I just got back from LinuxWorld Expo in San Francisco. The overall trip raised some questions (for me) about the future of Linux. I attended the show mainly because I am "working" the booth for my employer. I am a developer, so I am on hand to answer technical questions. (ya know.. Stump the Chump) This was the 5th LinuxWorld I have attended. It appears that the attendence was down yet again.
        The show started this year with a whimper instead of a bang. Usually there is a mad rush throughout the exhibit hall. A mixture of hardcore Linux/Free Software geeks and System Administrators for companies. Mixed in with some "schwag hags" (people who do not even know what linux is, but are there for the free stuff).

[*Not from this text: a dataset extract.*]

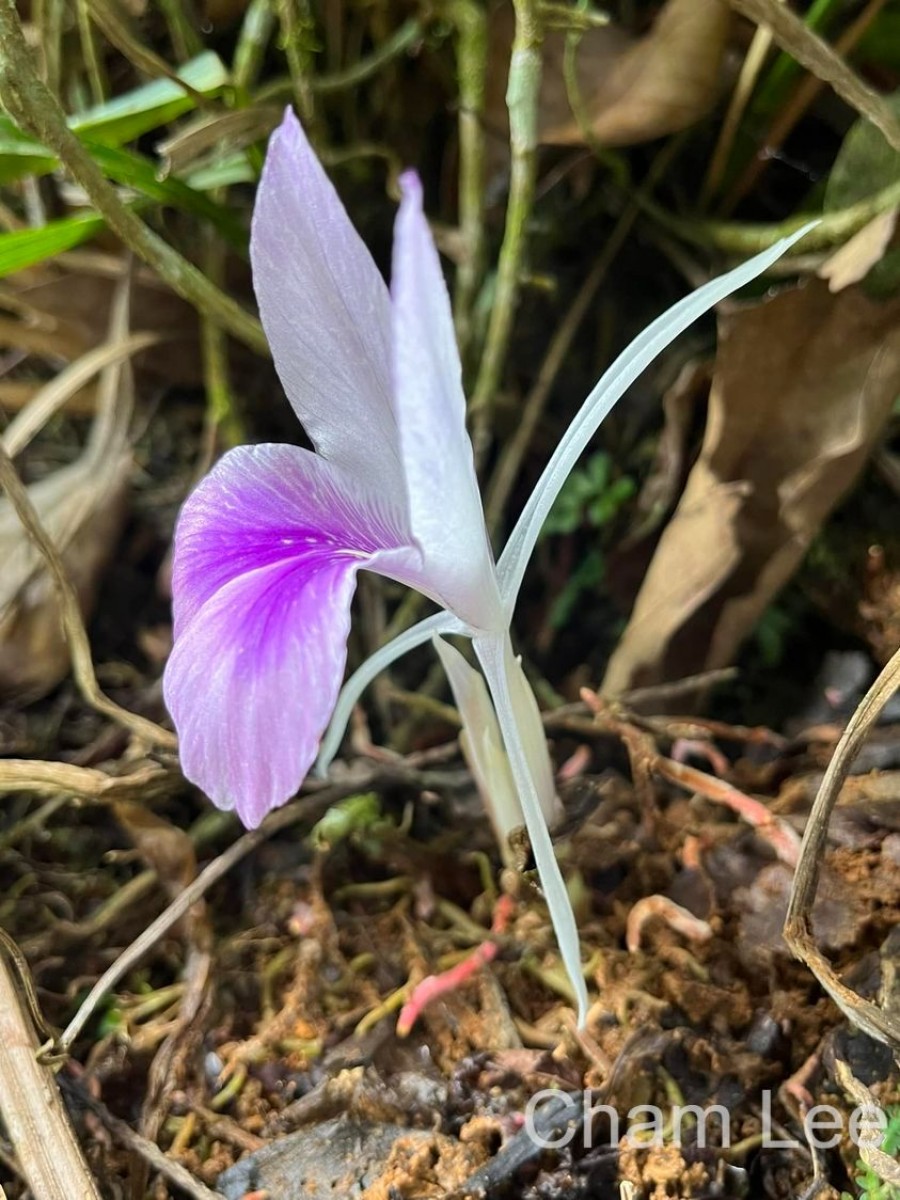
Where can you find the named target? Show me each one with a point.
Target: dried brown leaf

I know it may seen harse to label the attendees, but they are easy to spot. The sysadmins have green conference badges. The geeks have exhibit only passes and look like...well....geeks. They are hard to miss. The schwag hags are walking around with huge bags full of t-shirts and backpacks.
        This year, the conference attendees were harder to spot than bigfoot. The geeks were very few. (even in the .org pavillion). So all that was left was schwag hags. I lost count of the number of asian grandmothers with huge bags of t-shirts. When someone approached the booth, my first question was..."Do you use Linux?". I was shocked at the number of people who said no, they only use Windows. WHAT IN THE HELL ARE THEY DOING HERE!!?
        Another oddity was the absence of Red Hat. When the largest Linux distribution decides to not show up....something is a miss. Not only were they not exhibiting, but all other exhibitors were using SuSE for their demos. The HP, IBM, Intel, and Oracle booths were all running SLED 10. That is great for Novell, but it was as if RedHat no longer existed. I later found out that they decided not to attend because they have their own RedHat specific trade show.
        So has the bubble of Linux hype burst? Are the community efforts are getting lost in the shuffle? Contributing to a major linux distribution is about as easy to get code into Microsoft Vista. With SuSE, RedHat, Ubuntu, Mandriva all fighting for a slice of the corporate pie, quality control is preventing "Joe Geek" from getting any code changes implemented. So the answer to this is usually, go out on your own. Well, creating a new project these days is like creating a website and expecting a huge crowd of people go there. You are a needle in a stack of needles. Just look at sourceforge and you will find thousands of abandoned projects. They can't all be crap.
        As far as the corporate world, is Linux really the money saver that was promised? Sure you can download Debian, put Apache on it and you have a webserver for free. However, most corporate environments need some sort of guarenteed support plan before they will agree to a new implementation. So they end up purchasing RHEL, along with the maintenance contract. They pay to get support for MySQL or Oracle, they hire System Administrators that know Linux. You add in the cost of the transition (person hours for retraining) along with the loss of productivity (because the sales team has trouble moving to OpenOffice Calc) and are you really saving money? I think that left to the community, Linux was a money saver for some things. However, now that SuSE and RedHat (as well as Canonical for you Ubuntu fanboys), are so bent on being the next IBM Global Services, Linux no longer the savior of the IT budget.
        So as you see, I don't have any answers, but a lot of questions. I don't know if I will be at LinuxWorld SF next year. But if I am not going for my company, I sure won't go on my own. The feel of LinuxWorld a few years back can only be felt in small shows like SoCalLinuxExpo or LugradioLive. Although older than Linux, maybe FreeBSD is the next unspoiled frontier.